Cinco razones para no dormir con el aire acondicionado encendido

Renunciar a él cuando el calor aprieta supone que conciliar el sueño se convierta un reto difícil de superar. Pero encenderlo por la noche puede traer consecuencias

Municipiosur.com
Agencias

Cuando los termómetros superan los 30 grados centígrados en la calle y las casas están recalentadas, hay cosas a las que resulta complicado resistirse. Una de ellas es una cerveza bien fría. Otra es dejar pasar las horas a remojo en una piscina. Pero cuando uno ya ha puesto en práctica ambas y le toca volver a dormir al abrasador hogar, refugiarse bajo el chorro del aire acondicionado se convierte en el antídoto más eficaz contra las altas temperaturas.

En ICON hemos hablado con David Baquero, portavoz de la Sociedad Española de Alergología e Inmunología Clínica (SEAIC), y Joaquín Sastres Domínguez, jefe de Alergología del Hospital Universitario Fundación Jiménez Díaz de Madrid, para que nos aclaren las consecuencias que conlleva pasar la noche con el aire acondicionado encendido.

– Dormir con aire acondicionado reseca el ambiente de la habitación
«El aire acondicionado enfría las habitaciones restando humedad al aire de estas. Es decir, es un aire más irritante que el natural y seca e irrita la faringe. En las ciudades con poca humedad, como Madrid, aún hay menos cuando el aire acondicionado está encendido. De ahí que sea recomendable tener un humidificador puesto en las estancias donde se use», explica a ICON Joaquín Sastres Domínguez. Es primordial hacer un uso consciente de los sistemas de climatización y entender que bajar la temperatura a menos de 23 grados es peligroso para nuestro organismo, además de un gasto energético elevado e innecesario. «La sequedad en el ambiente reseca la mucosa y los ojos, esto puede derivar en faringitis o rinitis. Por eso es importante tener cuidado con la temperatura a la que ponemos el aire e intentar dormir con un ventilador, que al contrario que el aire acondicionado no produce sequedad en la habitación», apunta David Baquero.

– Dormir con aire acondicionado facilita que aparezcan contracturas musculares
«Tener un chorro de aire frío apuntando directamente al cuerpo de forma constante tiende a provocar rigidez muscular como contracturas en espalda y cervicales. Para evitar que esto ocurra, siempre que vayamos a usar el aire acondicionado, ya sea durante la noche o durante el día, lo ideal es que no nos de de lleno para que no recibamos el frío de una forma tan agresiva», explica a ICON David Baquero, médico especialista en alergología y portavoz de la Sociedad Española de Alergología e Inmunología Clínica (SEAIC).

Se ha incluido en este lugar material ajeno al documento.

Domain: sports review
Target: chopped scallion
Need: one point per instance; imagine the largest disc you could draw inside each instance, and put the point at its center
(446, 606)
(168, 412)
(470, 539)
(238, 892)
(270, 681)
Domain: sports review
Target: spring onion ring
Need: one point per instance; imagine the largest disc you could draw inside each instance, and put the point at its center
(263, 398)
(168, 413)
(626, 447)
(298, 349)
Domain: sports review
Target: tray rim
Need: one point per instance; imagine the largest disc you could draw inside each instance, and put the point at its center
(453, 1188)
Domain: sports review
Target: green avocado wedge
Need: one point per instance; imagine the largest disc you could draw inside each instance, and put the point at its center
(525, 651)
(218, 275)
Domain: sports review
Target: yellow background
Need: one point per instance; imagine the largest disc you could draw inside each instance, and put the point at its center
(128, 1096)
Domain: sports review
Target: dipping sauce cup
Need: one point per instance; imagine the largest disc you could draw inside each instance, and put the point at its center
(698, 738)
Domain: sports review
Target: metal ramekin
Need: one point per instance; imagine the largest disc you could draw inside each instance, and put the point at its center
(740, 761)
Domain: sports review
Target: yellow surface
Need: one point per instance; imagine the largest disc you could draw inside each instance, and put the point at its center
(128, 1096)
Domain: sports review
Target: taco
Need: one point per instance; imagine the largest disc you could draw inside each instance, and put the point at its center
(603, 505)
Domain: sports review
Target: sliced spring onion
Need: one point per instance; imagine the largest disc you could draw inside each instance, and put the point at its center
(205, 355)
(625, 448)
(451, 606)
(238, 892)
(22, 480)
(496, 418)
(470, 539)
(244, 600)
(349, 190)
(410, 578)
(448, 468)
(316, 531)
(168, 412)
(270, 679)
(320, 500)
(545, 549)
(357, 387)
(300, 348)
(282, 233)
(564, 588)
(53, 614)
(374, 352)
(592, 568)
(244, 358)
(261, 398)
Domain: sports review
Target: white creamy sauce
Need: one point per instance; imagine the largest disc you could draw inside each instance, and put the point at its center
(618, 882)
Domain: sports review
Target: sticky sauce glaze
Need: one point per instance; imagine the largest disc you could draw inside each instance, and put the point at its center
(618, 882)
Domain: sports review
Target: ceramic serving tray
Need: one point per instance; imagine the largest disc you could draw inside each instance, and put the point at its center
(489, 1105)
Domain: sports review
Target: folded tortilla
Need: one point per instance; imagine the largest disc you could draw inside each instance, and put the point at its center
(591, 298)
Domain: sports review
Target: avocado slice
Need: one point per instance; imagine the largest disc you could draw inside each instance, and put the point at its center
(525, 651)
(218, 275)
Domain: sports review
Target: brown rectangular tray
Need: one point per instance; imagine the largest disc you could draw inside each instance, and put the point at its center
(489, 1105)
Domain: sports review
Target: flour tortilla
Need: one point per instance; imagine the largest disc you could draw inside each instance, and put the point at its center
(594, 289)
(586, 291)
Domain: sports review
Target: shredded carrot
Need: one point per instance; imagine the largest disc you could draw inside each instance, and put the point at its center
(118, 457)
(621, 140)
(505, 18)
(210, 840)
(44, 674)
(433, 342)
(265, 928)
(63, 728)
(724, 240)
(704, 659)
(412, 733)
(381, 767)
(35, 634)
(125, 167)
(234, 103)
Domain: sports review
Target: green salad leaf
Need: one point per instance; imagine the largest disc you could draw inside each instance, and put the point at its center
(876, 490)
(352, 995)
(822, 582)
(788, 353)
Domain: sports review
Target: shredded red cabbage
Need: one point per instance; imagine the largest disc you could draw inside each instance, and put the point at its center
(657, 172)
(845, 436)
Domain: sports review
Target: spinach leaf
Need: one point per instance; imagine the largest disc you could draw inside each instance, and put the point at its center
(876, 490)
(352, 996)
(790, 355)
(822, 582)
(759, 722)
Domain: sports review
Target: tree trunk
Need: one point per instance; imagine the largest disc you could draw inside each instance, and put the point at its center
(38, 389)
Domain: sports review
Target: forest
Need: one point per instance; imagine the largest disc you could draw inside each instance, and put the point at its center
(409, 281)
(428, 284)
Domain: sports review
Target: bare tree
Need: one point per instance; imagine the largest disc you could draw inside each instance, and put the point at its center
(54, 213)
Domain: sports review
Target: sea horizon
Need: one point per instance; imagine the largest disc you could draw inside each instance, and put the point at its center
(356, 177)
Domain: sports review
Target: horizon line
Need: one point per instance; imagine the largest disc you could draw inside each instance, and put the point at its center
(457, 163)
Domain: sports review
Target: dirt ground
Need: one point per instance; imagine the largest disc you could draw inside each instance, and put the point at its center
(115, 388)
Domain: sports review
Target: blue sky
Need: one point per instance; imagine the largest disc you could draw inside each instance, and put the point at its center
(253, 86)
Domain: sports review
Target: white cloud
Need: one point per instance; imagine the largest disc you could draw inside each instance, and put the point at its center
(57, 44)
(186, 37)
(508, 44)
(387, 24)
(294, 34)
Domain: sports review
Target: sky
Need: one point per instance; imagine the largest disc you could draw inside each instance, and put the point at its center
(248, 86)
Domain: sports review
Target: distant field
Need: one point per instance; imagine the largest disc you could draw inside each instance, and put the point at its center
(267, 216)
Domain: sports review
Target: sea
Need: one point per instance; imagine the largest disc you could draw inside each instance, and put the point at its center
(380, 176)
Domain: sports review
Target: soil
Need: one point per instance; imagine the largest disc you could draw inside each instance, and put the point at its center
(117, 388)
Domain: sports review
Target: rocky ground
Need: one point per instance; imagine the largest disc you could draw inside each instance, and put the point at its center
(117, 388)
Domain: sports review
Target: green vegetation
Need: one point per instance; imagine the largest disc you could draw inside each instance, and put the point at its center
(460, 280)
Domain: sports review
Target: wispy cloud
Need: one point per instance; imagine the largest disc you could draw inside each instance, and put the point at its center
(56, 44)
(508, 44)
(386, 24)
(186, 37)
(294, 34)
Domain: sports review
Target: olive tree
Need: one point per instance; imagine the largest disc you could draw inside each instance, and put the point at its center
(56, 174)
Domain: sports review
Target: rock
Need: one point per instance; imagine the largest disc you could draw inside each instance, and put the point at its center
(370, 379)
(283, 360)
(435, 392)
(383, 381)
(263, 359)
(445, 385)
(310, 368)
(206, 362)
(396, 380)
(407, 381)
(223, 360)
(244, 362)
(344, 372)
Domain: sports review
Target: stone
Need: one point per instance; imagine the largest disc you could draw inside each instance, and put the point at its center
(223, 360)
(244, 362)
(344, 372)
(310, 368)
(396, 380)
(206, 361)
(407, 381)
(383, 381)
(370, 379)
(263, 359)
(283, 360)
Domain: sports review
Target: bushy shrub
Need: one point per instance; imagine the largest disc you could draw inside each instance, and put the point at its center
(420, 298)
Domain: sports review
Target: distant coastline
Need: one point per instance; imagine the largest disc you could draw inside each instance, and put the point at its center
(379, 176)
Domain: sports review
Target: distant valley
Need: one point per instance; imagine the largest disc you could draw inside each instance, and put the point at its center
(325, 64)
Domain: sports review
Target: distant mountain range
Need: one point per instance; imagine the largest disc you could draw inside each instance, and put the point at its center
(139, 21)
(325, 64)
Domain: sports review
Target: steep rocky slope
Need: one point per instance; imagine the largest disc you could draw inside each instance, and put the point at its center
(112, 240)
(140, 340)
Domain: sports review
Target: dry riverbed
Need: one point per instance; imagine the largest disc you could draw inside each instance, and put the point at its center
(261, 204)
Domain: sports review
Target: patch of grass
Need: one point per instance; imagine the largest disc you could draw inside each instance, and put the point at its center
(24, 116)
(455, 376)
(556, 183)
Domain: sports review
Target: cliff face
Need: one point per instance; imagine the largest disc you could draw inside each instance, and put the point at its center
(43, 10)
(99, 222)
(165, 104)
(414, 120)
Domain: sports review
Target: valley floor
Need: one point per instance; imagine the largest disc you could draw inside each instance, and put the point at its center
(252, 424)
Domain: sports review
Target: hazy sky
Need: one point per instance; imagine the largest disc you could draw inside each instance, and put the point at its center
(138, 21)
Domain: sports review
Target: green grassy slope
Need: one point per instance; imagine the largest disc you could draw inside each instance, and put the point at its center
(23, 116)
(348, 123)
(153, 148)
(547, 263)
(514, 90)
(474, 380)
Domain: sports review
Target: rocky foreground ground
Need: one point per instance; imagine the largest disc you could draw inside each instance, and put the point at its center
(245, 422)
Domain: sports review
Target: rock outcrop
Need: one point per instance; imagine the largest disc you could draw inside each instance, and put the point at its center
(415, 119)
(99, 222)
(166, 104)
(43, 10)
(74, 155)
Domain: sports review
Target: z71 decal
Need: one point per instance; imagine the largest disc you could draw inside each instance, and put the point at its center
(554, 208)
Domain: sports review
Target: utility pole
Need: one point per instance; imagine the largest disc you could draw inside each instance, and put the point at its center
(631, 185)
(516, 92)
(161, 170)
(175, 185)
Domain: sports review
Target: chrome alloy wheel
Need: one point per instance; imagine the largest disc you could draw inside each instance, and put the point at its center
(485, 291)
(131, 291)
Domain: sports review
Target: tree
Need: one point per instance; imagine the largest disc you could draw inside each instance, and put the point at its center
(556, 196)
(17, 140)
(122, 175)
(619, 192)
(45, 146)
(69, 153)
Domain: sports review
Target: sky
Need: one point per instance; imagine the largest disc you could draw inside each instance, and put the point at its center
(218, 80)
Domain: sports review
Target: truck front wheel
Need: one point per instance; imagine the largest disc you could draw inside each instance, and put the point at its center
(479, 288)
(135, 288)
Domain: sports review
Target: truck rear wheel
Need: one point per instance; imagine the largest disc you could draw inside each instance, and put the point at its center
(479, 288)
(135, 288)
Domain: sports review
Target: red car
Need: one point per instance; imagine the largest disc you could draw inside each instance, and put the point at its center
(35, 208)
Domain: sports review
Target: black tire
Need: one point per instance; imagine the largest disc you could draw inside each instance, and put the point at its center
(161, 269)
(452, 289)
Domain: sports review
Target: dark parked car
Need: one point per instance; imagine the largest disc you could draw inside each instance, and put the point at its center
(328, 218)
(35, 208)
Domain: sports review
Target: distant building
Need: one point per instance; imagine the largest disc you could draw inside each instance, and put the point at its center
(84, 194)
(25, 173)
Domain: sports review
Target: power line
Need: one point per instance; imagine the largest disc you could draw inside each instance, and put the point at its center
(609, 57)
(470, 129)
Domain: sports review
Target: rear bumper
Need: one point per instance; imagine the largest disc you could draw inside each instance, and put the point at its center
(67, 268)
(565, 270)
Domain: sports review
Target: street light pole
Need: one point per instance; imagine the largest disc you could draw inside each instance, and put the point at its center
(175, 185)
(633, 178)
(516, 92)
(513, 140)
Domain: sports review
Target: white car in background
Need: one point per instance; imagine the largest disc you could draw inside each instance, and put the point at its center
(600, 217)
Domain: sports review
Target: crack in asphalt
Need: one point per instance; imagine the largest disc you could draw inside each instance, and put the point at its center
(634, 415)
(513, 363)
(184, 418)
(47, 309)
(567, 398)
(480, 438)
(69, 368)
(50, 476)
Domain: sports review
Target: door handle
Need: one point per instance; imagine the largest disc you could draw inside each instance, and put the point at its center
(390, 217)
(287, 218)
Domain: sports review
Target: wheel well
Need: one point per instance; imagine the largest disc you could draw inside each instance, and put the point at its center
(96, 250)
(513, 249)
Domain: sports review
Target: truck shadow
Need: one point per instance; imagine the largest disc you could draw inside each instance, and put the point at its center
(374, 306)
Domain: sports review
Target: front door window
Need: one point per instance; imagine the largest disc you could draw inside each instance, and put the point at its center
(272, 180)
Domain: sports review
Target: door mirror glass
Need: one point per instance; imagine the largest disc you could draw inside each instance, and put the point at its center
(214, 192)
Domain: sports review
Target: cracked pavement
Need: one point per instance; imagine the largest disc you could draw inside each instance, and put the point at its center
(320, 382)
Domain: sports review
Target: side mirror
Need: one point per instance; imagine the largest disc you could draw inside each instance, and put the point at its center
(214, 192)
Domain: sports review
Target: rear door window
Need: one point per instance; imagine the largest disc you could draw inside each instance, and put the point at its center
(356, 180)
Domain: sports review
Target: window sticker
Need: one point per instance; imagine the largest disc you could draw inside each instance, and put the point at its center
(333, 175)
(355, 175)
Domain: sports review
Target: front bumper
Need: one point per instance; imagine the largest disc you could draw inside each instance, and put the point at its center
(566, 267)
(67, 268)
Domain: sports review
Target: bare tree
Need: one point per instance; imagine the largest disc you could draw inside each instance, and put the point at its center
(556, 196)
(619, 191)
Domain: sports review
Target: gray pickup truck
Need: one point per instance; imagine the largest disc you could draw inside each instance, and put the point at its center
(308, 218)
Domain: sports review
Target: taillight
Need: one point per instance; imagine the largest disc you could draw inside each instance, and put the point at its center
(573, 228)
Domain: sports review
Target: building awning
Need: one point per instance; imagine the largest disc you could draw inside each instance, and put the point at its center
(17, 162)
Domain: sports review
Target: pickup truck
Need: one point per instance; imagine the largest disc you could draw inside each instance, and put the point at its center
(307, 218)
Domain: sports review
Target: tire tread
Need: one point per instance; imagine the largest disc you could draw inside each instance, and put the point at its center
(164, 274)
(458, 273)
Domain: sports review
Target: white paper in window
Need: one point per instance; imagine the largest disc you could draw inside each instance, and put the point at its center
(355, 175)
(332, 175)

– Dormir con aire acondicionado puede provocar catarros
Cuando dormimos nuestra temperatura corporal baja porque estamos en reposo, de ahí que lo ideal sea dormir sin aire, ayudados por un ventilador, que mueve el aire pero no lo enfría. «Los contrastes de temperaturas pueden afectar al sistema inmunitario del cuerpo humano», señala Joaquín Sastres Domínguez, jefe de Alergología del Hospital Universitario Fundación Jiménez Díaz de Madrid.

– Dormir con aire acondicionado puede producir deshidratación
«Cuando nos encontramos en una habitación con aire acondicionado sentimos que estamos bien hidratados porque no tenemos calor y el cuerpo no nos pide beber agua, pero no es así. Esto es peligroso porque no detectamos que nuestro organismo necesita hidratarse y nos predispone a sufrir un golpe de calor», señala David Baquero, médico especialista en alergología y portavoz de la Sociedad Española de Alergología e Inmunología Clínica (SEAIC).

– Dormir con aire acondicionado puede desencadenar alergias
Lo primero que hay que tener en cuenta es que un mal mantenimiento del aire acondicionado puede conllevar el almacenamiento de gérmenes que provocan alergias y enfermedades.